Shouldn’t there be huge demand for an alternative to passwords?
The frequency of phishing attacks is constantly increasing, and even bypassing multi-factor authentication is becoming more common (Evilginx says hello). Maintaining and using password managers is also not a pleasant task – so why do we, as the first security measure, use our fingers to type a more or less random sequence of characters into a text field – and then still have to install the fourth proprietary authenticator app?
If only there were an open standard that is directly integrated into the operating systems of our everyday devices and supported by many manufacturers…
Okay, okay, I’ll drop the sarcasm – let’s start from the top – who (besides me) actually wants to tell us what the future of authentication looks like?
Key Figure – FIDO Alliance
Even 15 years ago it was clear that passwords are not future-proof. The alliance originated in 2009 from collaborations between payment provider PayPal and a manufacturer of biometric sensors, to enable secure authentication of payments.
Over the years, more and more companies joined the initiative, recognizing the value of a common authentication protocol. Notable early adopters include Google, Samsung, and Microsoft – those familiar with the azurblue world will recognize an early fruit of the alliance: Windows Hello for Business is a prototypical implementation of the guidelines (even though it had to wait for FIDO certification until 2019).
Today, over 250 organizations are members of the alliance, and the standards defined by and with it are now implemented in countless websites and services. I expect that the protocols and guidelines will continue to gain traction – when users see something good, they demand it. And in terms of cross-platform and cross-company support, FIDO2 is unrivaled.
But what did we really get from the alliance?
New Keys to the Castle
(If the puns are starting to get uncomfortable, I have bad news)
When I say "FIDO2 key", many – well, some – think of USB dongles like the YubiKey. They are the most widespread and well-known result of the FIDO Alliance and promise both phishing resistance AND a simpler login process. Plug in, enter PIN or scan fingerprint, and you’re logged in.
The higher security comes from the fact that communication between the end device and the service provider is truly end-to-end encrypted – no snooping possible. Additionally, the underlying "secret" can never be intercepted because it always remains in the dongle – in technical jargon, the key terms are "hardware-supported asymmetric encryption".
To turn very technical terms into something hopefully understandable, I turn to my favorite visualization: The Wax Seal.
CCBY – Wax Seal by Wikimedia User Xenophon
- When John first signs up for a service, the provider sends him an envelope with information about him and the account to be confirmed.
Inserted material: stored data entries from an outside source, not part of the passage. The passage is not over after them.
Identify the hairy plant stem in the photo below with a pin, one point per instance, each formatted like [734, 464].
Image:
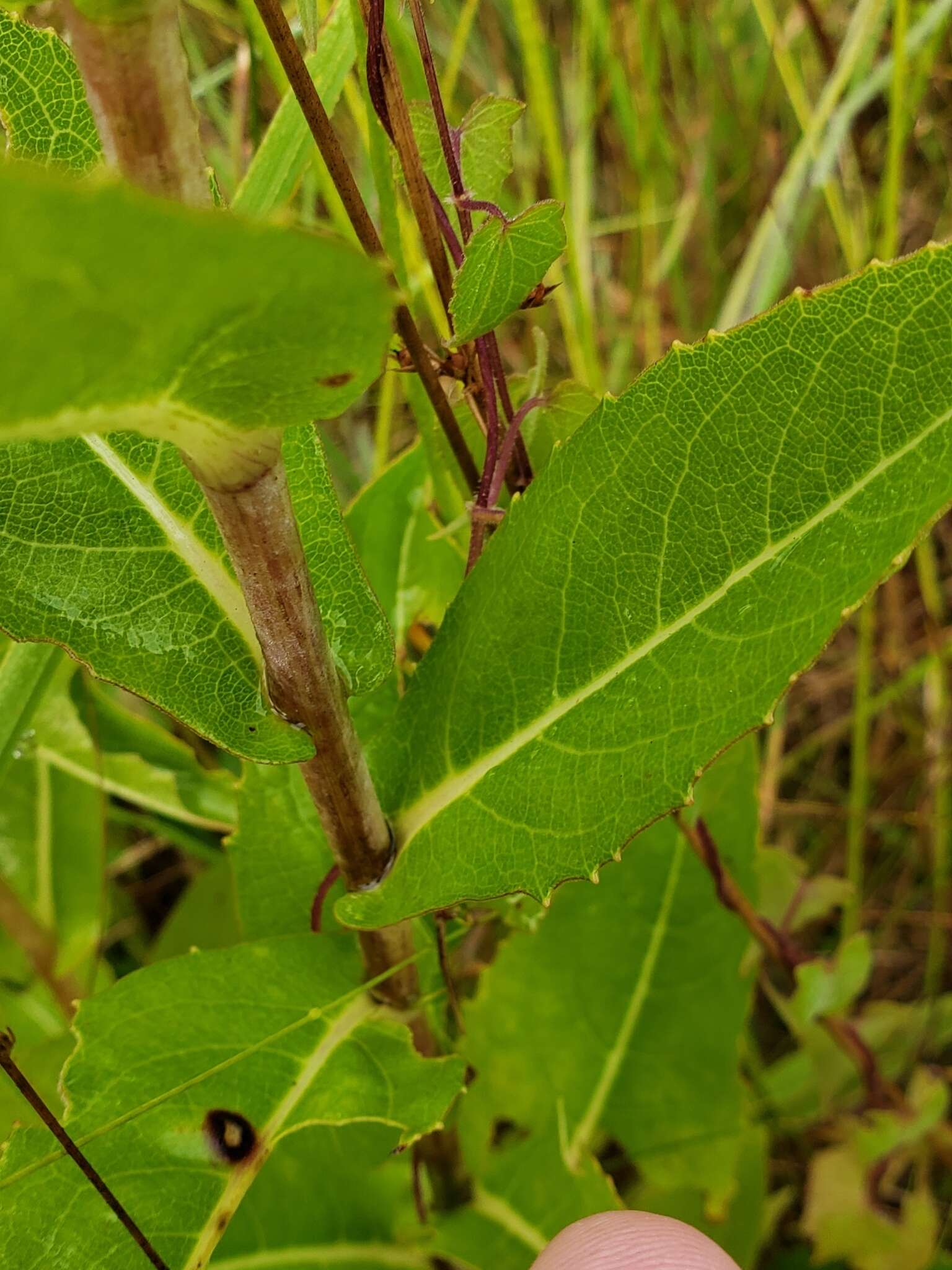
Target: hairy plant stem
[312, 110]
[136, 79]
[73, 1151]
[487, 349]
[40, 950]
[258, 525]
In the illustration, the service provider is exemplarily Apple, another member of the FIDO Alliance.
- John places a wax stamp, which creates an image (= seal), on the envelope. The used stamp creates a negative. An attacker cannot create further copies with the seal itself; they would first have to produce an exact reproduction of the stamp.
- The service stores the seal with John’s user account. However, the stamp that created the seal always remains securely with John at home.
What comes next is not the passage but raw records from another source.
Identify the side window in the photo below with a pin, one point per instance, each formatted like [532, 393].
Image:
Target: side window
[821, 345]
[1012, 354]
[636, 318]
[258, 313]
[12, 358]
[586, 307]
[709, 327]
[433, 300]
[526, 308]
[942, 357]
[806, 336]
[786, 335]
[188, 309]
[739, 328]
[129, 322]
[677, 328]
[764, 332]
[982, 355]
Every time John wants to log in now, the first step is skipped, and the service provider only has to compare the seal on the envelope with the one they know. Even if the provider is breached, the stamp, with which the attacker could impersonate John, is not present.
Disclaimer: This is a highly simplified illustration; in reality, everything is mathematics.
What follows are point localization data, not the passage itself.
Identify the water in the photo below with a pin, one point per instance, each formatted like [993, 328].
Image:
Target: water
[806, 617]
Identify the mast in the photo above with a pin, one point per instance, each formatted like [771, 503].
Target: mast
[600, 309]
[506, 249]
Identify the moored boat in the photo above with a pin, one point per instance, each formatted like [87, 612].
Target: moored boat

The most important differences:
- The information in the envelope changes the seal, so every message looks different
- John has a “seal” for each provider
- The seal is “indestructible”; if you get the letter in your hands, you can’t read its contents
Doesn’t quite fit
But let’s switch from theory to reality – although I own a YubiKey, I must admit that its usability leaves so much to be desired for me that I hardly ever use it. It is only used for my administrative accounts, where I place a higher value on security.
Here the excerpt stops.